半夏照常来,照常坐下,照常第一个进训练房。但她的大嗓门没了。一整天,她在语音里只报点位,不说一个多余的字。全队都感觉到了那种安静——半夏的安静比她的怒吼可怕得多,像一口烧干了的火锅。
王不留一整天跟在她屁股后面转,端茶、递水、让座位,欲言又止了十七次。
傍晚,爆发来得毫无预兆。队内对抗赛,王不留的打野又一次没跟上半夏的开团节奏,半夏的角色被对方集火秒掉。屏幕灰下去的瞬间,训练室里所有人都听见她轻轻说了一句:
「也是。我数据倒数第一。」
「姐!不是!你听我解释——」王不留急得从椅子上弹起来,「我那天是想帮你说话!我就是嘴比脑子快,我这人你知道的——」
「我知道。」半夏摘下头环,站起来,「你嘴比脑子快,全队都知道,我妈都知道。我不气这个。」
她的声音很平,平得吓人:「我气的是,你替我辩护的时候,先说的是数据。王不留,你也觉得那串数字是我,对不对?你辩的不是我,你辩的是那个倒数第一。」
训练室里死一样静。
「我打这游戏五年,从来没进过任何队的正式名单,网吧赛都没人愿意要个女的打坦克。」半夏把外设一样一样拔下来,收进包里,动作不快,一样是一样,「来青囊,是因为这儿没人看过我的数据。陈皮招我的时候只问了一句『敢不敢第一个上』。我敢。我一直敢。」
她拉上包的拉链:「现在全联盟都看着我的数据,连我队友替我吵架,吵的都是数据。那我不如回家,火锅店的流水也是数据,那个数据好看多了。」
「半夏。」温故开口了。他一直坐在自己的位置上,没起来过。
「师父,你别劝。」半夏背对着他,「你的针再稳,缝不上这种东西。」
「我不劝。」温故说,「明天对上工,首发名单我已经报上去了,五个人,第一个是你。你要走,今晚十二点前告诉我,我来得及换人。」
半夏在门口站了几秒钟,没回头,推门走了。门在她身后晃了很久才停住。
王不留一屁股坐回椅子上,脸埋进手里。阿枳看看这个看看那个,识趣地闭了嘴。苏合合上笔记本,发出轻轻的「咔哒」一声。

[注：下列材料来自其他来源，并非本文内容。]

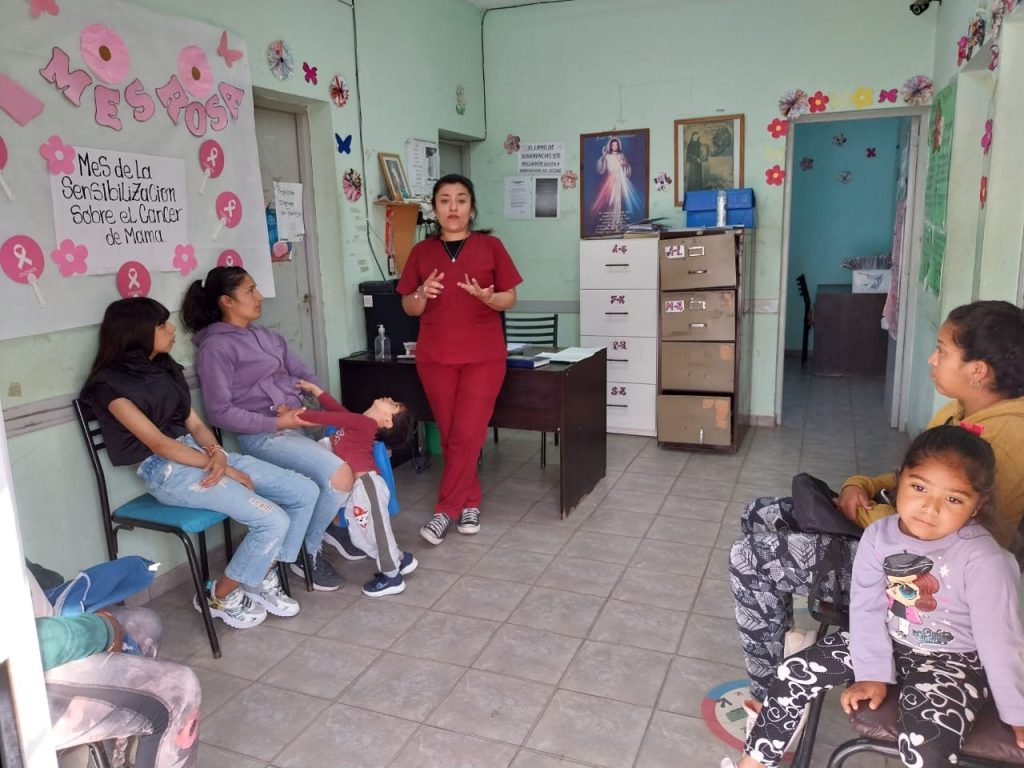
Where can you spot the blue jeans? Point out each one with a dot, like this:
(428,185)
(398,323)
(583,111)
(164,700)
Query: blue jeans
(293,450)
(276,513)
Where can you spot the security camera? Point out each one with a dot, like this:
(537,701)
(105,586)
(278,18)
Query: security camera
(921,6)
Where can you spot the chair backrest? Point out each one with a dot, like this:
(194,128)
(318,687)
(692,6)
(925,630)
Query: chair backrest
(540,330)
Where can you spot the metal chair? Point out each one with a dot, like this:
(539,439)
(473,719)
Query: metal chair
(536,330)
(145,512)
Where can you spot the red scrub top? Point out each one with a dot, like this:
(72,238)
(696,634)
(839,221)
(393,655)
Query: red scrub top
(456,327)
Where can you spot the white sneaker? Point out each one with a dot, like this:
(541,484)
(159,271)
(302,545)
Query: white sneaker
(271,596)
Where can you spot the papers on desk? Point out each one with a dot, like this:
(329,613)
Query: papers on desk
(570,354)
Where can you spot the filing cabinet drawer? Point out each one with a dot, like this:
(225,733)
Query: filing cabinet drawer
(708,261)
(619,263)
(698,315)
(705,367)
(630,408)
(619,312)
(694,420)
(631,358)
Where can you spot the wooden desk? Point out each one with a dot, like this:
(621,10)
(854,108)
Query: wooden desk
(566,397)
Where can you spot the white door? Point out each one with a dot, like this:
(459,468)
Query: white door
(282,140)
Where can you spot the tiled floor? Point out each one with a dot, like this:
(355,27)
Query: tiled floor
(538,643)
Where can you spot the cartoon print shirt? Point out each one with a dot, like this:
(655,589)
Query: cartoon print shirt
(955,594)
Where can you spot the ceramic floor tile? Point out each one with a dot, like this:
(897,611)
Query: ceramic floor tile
(593,730)
(493,707)
(357,737)
(404,687)
(617,672)
(528,653)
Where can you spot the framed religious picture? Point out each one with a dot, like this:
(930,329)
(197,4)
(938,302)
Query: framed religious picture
(394,176)
(709,154)
(614,181)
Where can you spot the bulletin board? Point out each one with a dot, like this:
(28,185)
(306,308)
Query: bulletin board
(128,158)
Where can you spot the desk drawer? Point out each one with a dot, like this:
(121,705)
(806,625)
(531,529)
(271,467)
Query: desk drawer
(708,261)
(705,367)
(631,407)
(617,312)
(619,263)
(694,420)
(698,315)
(631,358)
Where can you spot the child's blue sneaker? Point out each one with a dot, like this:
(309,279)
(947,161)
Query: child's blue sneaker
(408,564)
(381,586)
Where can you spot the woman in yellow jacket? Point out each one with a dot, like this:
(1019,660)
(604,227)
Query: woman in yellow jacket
(979,363)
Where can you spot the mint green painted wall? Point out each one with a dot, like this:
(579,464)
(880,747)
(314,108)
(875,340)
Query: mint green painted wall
(556,71)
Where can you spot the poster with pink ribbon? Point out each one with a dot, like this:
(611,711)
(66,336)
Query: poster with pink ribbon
(123,127)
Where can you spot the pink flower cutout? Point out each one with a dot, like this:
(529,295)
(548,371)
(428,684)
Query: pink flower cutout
(778,128)
(59,157)
(774,176)
(70,257)
(184,259)
(38,7)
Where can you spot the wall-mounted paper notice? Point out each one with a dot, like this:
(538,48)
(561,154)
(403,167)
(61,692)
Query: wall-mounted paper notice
(543,159)
(288,202)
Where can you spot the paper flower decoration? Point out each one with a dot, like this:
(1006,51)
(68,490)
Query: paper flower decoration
(194,71)
(279,58)
(70,258)
(104,52)
(774,176)
(916,91)
(38,7)
(794,103)
(59,157)
(339,90)
(351,183)
(778,128)
(862,97)
(184,259)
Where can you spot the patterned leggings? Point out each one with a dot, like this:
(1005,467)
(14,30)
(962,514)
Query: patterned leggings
(940,694)
(112,696)
(770,563)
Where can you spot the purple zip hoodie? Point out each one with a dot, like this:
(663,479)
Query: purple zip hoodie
(245,374)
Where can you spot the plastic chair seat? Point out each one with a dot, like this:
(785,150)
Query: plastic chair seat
(146,509)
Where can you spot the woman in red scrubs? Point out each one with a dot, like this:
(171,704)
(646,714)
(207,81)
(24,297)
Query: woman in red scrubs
(458,282)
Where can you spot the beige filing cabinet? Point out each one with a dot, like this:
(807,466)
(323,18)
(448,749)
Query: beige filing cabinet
(705,330)
(619,311)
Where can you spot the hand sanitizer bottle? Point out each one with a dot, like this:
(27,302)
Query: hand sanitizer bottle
(382,345)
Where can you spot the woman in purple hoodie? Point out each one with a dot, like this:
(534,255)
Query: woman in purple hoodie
(246,372)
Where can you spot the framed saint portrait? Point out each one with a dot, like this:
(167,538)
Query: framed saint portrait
(709,154)
(614,181)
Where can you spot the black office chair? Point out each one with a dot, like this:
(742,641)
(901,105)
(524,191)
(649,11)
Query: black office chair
(145,512)
(536,330)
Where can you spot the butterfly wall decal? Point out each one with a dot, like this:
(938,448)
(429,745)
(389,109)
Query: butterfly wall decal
(230,55)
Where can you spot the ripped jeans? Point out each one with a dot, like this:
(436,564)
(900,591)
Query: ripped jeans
(276,513)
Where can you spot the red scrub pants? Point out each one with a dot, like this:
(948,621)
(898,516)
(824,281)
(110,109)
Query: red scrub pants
(462,398)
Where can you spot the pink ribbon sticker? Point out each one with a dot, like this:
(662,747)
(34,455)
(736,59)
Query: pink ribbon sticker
(229,258)
(133,280)
(23,261)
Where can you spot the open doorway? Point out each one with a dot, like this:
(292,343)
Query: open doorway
(853,194)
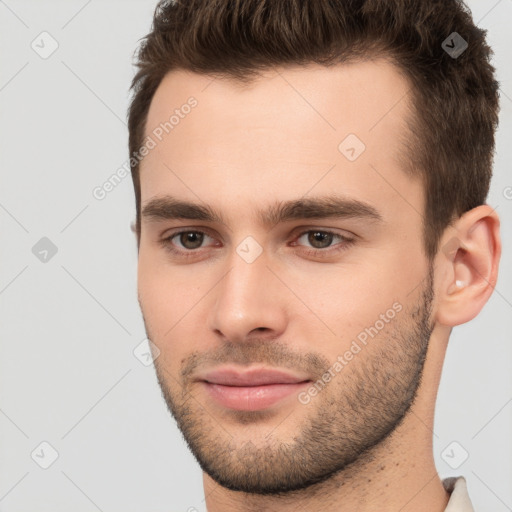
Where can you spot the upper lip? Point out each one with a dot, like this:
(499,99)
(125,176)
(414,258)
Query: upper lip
(251,377)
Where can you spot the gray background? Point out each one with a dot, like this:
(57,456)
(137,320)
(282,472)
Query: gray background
(70,324)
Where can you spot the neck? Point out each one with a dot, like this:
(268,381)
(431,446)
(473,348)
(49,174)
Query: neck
(398,474)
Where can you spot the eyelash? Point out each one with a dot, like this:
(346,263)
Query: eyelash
(190,253)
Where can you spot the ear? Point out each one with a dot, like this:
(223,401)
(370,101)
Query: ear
(467,265)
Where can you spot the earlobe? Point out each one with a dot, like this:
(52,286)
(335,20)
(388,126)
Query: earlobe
(468,265)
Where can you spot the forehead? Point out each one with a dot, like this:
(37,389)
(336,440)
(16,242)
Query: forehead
(291,130)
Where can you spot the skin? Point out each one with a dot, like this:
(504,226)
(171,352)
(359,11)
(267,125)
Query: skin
(240,150)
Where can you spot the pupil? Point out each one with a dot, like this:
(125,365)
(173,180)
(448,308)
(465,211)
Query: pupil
(191,239)
(313,238)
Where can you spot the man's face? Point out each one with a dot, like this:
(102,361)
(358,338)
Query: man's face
(289,344)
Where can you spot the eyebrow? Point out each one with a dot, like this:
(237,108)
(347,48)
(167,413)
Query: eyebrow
(332,206)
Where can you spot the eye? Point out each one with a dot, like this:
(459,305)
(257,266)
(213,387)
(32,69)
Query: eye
(185,241)
(321,241)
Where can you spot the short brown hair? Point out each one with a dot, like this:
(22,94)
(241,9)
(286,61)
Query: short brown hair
(455,97)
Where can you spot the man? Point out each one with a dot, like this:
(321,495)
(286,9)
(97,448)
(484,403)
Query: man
(310,182)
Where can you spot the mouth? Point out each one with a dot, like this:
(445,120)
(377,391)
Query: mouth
(251,389)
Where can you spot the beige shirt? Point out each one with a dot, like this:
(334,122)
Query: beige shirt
(459,500)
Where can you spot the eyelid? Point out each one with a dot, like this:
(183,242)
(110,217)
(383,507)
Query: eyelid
(346,240)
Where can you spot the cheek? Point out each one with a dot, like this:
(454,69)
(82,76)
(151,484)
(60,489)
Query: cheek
(350,298)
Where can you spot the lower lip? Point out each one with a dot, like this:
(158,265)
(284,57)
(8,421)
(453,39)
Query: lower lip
(252,398)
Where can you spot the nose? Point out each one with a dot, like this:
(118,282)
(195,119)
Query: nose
(249,301)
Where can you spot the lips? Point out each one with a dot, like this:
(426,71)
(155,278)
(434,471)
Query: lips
(252,389)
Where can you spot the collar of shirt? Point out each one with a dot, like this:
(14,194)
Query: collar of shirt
(459,497)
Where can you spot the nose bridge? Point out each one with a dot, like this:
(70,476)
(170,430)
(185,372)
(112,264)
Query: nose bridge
(247,298)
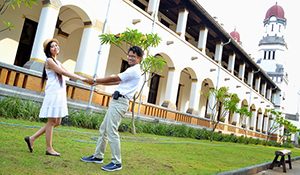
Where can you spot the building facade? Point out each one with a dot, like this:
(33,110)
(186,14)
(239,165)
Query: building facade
(199,53)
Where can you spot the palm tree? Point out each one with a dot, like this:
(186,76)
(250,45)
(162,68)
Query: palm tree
(150,64)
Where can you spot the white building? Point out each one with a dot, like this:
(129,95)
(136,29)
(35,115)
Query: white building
(273,59)
(199,53)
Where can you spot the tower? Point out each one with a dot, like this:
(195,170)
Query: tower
(272,51)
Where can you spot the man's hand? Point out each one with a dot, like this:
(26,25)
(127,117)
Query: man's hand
(89,81)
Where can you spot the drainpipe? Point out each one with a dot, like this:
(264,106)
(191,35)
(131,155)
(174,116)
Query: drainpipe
(220,64)
(99,55)
(155,13)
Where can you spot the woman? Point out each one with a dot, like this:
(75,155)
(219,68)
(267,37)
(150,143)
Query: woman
(54,105)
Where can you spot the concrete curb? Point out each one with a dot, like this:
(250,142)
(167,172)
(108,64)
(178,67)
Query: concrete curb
(252,169)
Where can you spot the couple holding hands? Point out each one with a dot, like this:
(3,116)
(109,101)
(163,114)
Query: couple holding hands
(54,106)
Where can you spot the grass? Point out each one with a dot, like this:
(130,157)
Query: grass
(141,153)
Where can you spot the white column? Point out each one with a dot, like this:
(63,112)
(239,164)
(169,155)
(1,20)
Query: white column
(242,71)
(236,116)
(194,97)
(182,22)
(202,39)
(211,102)
(231,62)
(253,120)
(153,6)
(259,123)
(266,124)
(250,79)
(218,52)
(45,30)
(171,89)
(257,84)
(263,89)
(87,55)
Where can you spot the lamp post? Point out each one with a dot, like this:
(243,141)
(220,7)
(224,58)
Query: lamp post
(250,97)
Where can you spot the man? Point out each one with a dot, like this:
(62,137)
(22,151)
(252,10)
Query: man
(127,82)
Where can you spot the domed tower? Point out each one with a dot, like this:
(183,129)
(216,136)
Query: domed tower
(236,36)
(273,49)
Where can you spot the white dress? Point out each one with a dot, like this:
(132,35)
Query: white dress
(55,100)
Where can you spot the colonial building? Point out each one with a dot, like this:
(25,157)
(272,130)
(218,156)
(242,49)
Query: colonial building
(273,59)
(199,53)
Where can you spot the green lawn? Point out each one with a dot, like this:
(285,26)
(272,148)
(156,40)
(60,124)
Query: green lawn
(141,153)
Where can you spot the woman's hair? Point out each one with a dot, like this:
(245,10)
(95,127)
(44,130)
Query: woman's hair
(49,55)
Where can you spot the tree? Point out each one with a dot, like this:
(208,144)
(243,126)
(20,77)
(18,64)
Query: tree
(244,114)
(279,122)
(12,4)
(150,64)
(224,102)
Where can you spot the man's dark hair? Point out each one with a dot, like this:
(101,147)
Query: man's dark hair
(137,50)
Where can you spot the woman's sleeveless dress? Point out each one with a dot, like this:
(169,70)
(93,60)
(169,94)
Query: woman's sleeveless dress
(55,100)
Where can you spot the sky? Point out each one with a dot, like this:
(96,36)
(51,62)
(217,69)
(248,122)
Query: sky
(247,17)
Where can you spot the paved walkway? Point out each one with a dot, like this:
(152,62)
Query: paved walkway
(279,170)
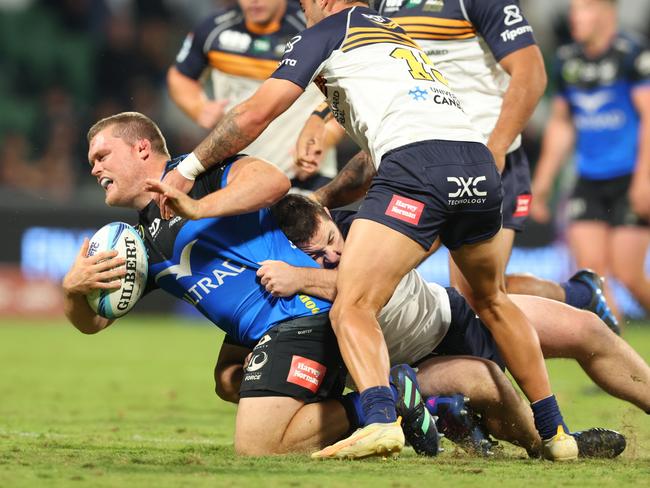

「温故,」陈皮揉着太阳穴,「真到十二点她不回来,我们换谁?」
「没人可换。」温故重新戴上头环,「所以她会回来。」
「你怎么知道?」
头环后面,温故的声音闷闷的:「一个敢第一个冲的人,不会第一个走。她今天发这么大的火,不是因为想走——是因为她想留下来,又怕我们不想要她。」